Fringe Festival’s 25th celebration

"Ōtepoti Dunedin really punches above its weight when it comes to creativity and community...
"Ōtepoti Dunedin really punches above its weight when it comes to creativity and community building" — Fringe Festival co-director Kate Schrader. Photo: supplied
A musical inside a parked van and the recreation of a lost Dunedin landmark are just some of the events headed the city’s way for this year’s Fringe Festival.

The festival’s programme went live online yesterday, ahead of a hard-copy booklet launch scheduled for February 13.
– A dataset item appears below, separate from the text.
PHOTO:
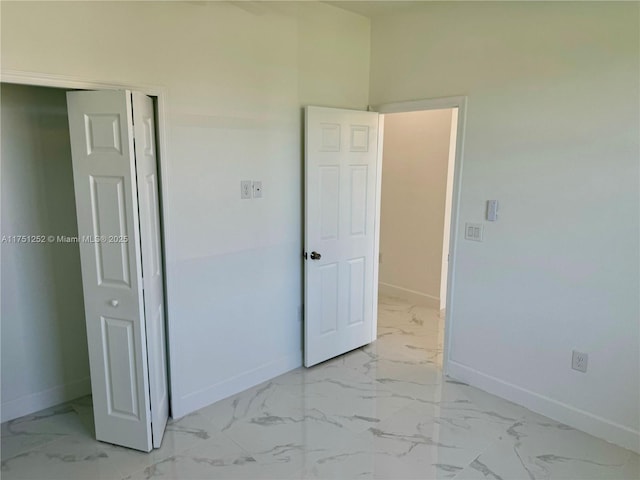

This year’s nearly 80 events across more than 35 venues include ROADKILL: The Uber-Cool Musical, a one-man musical performance inside a parked and kitted-out "party van", and BRinG bAcK ThE STaR FOunTAIn, a performance art recreation of the "elusive, mysterious, almost-mythic" Star Fountain once located in the Octagon.

This year also marks the 25th anniversary of the Dunedin Fringe Festival — now the second largest fringe festival in the country.

Co-director Kate Schrader said it would be very special to celebrate 25 years of creativity in Dunedin.

The festival would start with a birthday party celebrating its whakapapa, legacy and all the people who had contributed to building it into what it is today.

"Going from that scrappy team doing it, I think from someone's living room in those first years, to being the second biggest fringe festival in the country now — that's a huge legacy.

"It sort of shows that Ōtepoti Dunedin really punches above its weight when it comes to creativity and community building.

"This is a really special place to live and a special place to make art."

Fellow co-director Ruth Harvey said the impact the festival had in shaping the city was "huge".

But it was getting harder and harder for community organisations to do their work, she said.

To say funding was tight would be "a complete understatement".

"Just like everybody else in our community, we're experiencing the pressures of cost of living and inflation, and reducing levels of support in all sorts of different places. So the fact that we've made it to 25 and we're still going strong is really pretty special.

"Our very dearest hope is that there will be another 25 years and many more beyond that."

The festival runs from March 13 to 23.